You can shop for a health insurance plan on the NY State of Health, the Official Health Plan Marketplace. Private health insurance plans pay for a portion of the care and services you receive. They contract with a group (network) of doctors, clinics, hospitals and pharmacies to provide this care at agreed upon prices. It’s important to choose the health insurance plan that’s right for you.
EInsurers are limited in how they can make their plans different. Qualified Health Plans can differ in three main ways:
- Services Covered (Benefits)
- Delivery of Care (such as provider network)
- Cost (including monthly premiums and how much you have to pay when you get care)
All plans cover the same 10 benefits, including hospital care, prescription drugs, and doctor visits. Some insurers offer “non-standard” plans, which have additional benefits or substitute certain services for others.
- Check to see if the plan covers your medications on its preferred drug list.
- Do you want benefits beyond the 10 benefits offered by all plans? Examples include dental care and acupuncture. If you do, you can check to see which non-standard plans offer the benefits you need. You can also consider plans that offer only dental coverage.
Each plan will have a different provider network. You can save on health care costs by getting services only from providers in your plan’s network. Some plans may require you to choose a doctor to be your Primary Care Provider (PCP).
- Ask doctors you regularly see for the names of plans sold in the NY State of Health that they accept.
- Look at the plan’s network to see if it has doctors, hospitals, and clinics near where you live or work.
- Consider the type of plan. HMO and EPO plans only pay for care provided by in-network doctors.
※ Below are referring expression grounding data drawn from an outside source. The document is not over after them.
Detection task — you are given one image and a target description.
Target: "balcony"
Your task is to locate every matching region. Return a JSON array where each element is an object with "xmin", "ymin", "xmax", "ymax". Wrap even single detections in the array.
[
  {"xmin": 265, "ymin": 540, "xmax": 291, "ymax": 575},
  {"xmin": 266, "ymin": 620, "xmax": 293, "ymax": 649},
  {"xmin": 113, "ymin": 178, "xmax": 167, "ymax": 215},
- Review the state’s consumer guide to health insruance to find out how insurers compare on quality of care, complaints reveiced, and appeals and grievances. Information on new insurers is not currently available but will be included in future guides. To access the current guide, visit: www.dfs.ny.gove/consumer/hgintro.htm
All plans have 2 types of costs: the monthly cost that you pay up front (premium) and the cost you pay when you get services (out-of-pocket-costs). Out of pocket costs include things like deductibles, copays and coinsurance. Make sure to look at both types of cost when you consider which plan is affordable for you.
- Think about how much you can afford to pay each month for coverage.
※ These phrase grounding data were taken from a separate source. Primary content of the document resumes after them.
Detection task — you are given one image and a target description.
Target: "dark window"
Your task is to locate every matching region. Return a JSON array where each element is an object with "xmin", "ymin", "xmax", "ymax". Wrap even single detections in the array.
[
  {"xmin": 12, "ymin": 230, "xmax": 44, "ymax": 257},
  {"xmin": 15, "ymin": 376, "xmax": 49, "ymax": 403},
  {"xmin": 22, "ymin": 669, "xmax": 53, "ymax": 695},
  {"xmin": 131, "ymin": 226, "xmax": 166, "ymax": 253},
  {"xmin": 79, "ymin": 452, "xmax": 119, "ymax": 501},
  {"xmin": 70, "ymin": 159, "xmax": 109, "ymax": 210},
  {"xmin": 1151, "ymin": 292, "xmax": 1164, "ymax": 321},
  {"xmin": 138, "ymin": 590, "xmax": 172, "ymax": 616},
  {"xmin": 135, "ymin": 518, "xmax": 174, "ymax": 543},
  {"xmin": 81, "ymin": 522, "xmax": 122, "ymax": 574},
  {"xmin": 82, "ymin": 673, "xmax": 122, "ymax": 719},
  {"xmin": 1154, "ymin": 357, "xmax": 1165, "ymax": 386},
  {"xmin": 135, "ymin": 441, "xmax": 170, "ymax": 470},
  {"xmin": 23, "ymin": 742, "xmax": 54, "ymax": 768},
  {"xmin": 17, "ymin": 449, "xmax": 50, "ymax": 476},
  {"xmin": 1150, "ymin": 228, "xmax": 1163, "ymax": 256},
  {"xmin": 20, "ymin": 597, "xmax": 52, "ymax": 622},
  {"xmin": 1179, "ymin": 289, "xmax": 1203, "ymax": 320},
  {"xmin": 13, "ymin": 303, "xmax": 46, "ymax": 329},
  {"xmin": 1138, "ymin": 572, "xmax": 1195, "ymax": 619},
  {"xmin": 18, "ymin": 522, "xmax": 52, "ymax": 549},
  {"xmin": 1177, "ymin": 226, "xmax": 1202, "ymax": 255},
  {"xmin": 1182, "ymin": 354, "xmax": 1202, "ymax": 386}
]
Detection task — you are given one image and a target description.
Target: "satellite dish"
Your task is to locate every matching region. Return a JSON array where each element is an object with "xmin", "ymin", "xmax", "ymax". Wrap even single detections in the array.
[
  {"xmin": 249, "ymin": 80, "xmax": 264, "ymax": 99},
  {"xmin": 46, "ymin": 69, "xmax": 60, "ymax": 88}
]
- Think about how often you will need health care services and how much you will have to pay for these services. Does the plan have a deductible (the amount you will have to pay before the plan pays for services)? What are the copays (the set amount you will have to pay for services like a doctor’s visit)?
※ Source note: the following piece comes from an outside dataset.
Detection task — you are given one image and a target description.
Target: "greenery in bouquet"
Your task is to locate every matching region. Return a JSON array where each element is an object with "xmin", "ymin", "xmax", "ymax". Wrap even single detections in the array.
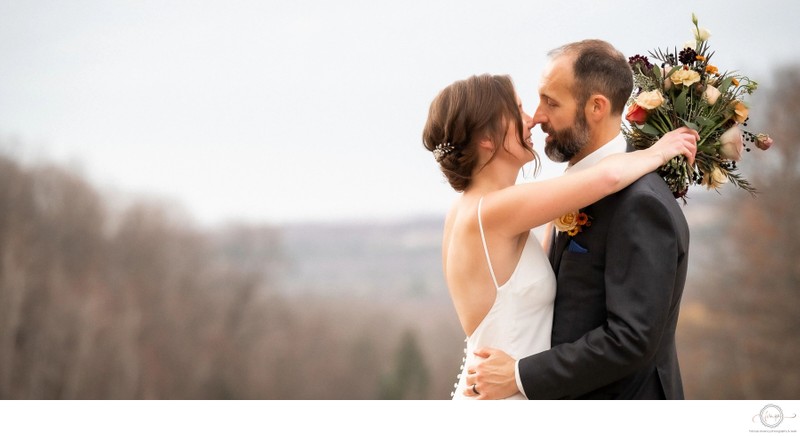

All plans are divded into four cost-sharing levels, called metal levels. The metal levels describe how the cost of care is usually split between you and the health plan. This includes the premium and out-of-pocket costs.
- Platinum: You pay 10% / Plan pays 90%
- Gold: You pay 20% / Plan pays 80%
- Silver: You pay 30% / Plan pays 70%
- Bronze: You pay 40% / Plan pays 60%
Each plan
Note: Each plan charges a different premium for the coverage it offers. Usually, the higher the premium, the lower your out-of-pocket costs will be. Platinum plans have the highest premiums and the lowest out-of-pocket costs. Bronze plans will have the lowest premiums and the highest out-of-pockets costs. All plans limit the total amount of your cost-sharing each year (your “out-of-pocket maximum”).
You may be eligible for financial help to lower your monthly premium cost and/or your out-of-pockets costs. If you are eligible for cost-sharing reduction (lower out-of-pocket costs) and enroll in a Silver plan, you will pay less for your care.
Young adults (under 30 years old) and people who cannot find affordable coverage may enroll in a Catastrophic plan.
You must pay your first premium within 10 days of receiving your bill. Your coverage will end if you do not pay your monthly premiums.